Classifying with Uncertain Data Envelopment Analysis
This work addresses classification challenges in finance and healthcare using uncertain data, but it appears incremental as it adapts existing methods like the p-median problem and iterative search.
The authors tackled the problem of classifying entities with imperfect data by proposing a new scheme based on uncertain data envelopment analysis to measure equitable efficiency, and they applied it to classify Dow Jones stocks into performance tiers and prostate treatments into clinical categories.

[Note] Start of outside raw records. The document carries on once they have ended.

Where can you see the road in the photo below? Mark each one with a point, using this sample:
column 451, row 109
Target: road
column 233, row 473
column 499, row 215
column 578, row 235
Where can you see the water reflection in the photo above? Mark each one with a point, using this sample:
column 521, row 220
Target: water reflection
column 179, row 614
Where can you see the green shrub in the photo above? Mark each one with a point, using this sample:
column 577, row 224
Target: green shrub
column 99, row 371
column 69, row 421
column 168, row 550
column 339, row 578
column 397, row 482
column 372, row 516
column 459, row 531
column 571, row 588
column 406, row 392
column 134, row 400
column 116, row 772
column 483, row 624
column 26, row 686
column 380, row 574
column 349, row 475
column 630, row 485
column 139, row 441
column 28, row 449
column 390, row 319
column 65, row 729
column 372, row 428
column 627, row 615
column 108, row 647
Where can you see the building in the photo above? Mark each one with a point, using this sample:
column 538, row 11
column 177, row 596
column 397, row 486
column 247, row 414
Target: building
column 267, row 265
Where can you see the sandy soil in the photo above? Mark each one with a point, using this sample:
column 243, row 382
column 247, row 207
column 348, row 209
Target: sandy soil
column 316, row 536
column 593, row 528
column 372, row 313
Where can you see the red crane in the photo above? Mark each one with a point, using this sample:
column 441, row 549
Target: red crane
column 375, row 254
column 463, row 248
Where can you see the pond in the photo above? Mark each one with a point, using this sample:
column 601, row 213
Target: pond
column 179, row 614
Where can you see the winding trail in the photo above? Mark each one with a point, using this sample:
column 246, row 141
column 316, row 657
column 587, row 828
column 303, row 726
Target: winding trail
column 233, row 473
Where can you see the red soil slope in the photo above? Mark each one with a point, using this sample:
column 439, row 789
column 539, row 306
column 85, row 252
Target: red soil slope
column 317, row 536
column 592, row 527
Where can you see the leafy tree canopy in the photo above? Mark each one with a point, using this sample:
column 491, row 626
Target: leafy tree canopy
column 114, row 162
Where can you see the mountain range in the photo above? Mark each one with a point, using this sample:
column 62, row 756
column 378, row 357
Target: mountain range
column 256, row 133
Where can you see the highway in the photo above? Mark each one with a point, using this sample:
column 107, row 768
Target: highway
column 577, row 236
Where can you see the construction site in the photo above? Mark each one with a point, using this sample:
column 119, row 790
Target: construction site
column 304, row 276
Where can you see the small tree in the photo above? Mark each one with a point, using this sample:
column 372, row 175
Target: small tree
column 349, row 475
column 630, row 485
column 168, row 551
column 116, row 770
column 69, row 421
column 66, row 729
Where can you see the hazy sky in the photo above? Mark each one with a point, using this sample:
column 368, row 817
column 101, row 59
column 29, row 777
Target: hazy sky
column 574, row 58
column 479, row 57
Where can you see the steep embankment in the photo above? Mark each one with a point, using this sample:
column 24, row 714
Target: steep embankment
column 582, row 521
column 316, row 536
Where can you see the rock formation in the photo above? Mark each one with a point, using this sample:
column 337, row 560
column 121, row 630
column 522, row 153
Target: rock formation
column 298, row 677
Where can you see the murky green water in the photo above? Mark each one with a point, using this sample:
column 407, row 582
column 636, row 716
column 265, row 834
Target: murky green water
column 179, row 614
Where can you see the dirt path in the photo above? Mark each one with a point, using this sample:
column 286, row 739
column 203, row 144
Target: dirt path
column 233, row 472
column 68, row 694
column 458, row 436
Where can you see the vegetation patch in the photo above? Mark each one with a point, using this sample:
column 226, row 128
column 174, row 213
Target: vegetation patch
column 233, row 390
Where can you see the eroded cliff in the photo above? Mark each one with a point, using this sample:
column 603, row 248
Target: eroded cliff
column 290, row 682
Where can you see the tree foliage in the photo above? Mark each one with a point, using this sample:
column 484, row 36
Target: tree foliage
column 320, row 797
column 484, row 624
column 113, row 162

Classifications organize entities into categories that identify similarities within a category and discern dissimilarities among categories, and they powerfully classify information in support of analysis. We propose a new classification scheme premised on the reality of imperfect data. Our computational model uses uncertain data envelopment analysis to define a classification's proximity to equitable efficiency, which is an aggregate measure of intra-similarity within a classification's categories. Our classification process has two overriding computational challenges, those being a loss of convexity and a combinatorially explosive search space. We overcome the first by establishing lower and upper bounds on the proximity value, and then by searching this range with a first-order algorithm. We overcome the second by adapting the p-median problem to initiate our exploration, and by then employing an iterative neighborhood search to finalize a classification. We conclude by classifying the thirty stocks in the Dow Jones Industrial average into performant tiers and by classifying prostate treatments into clinically effectual categories.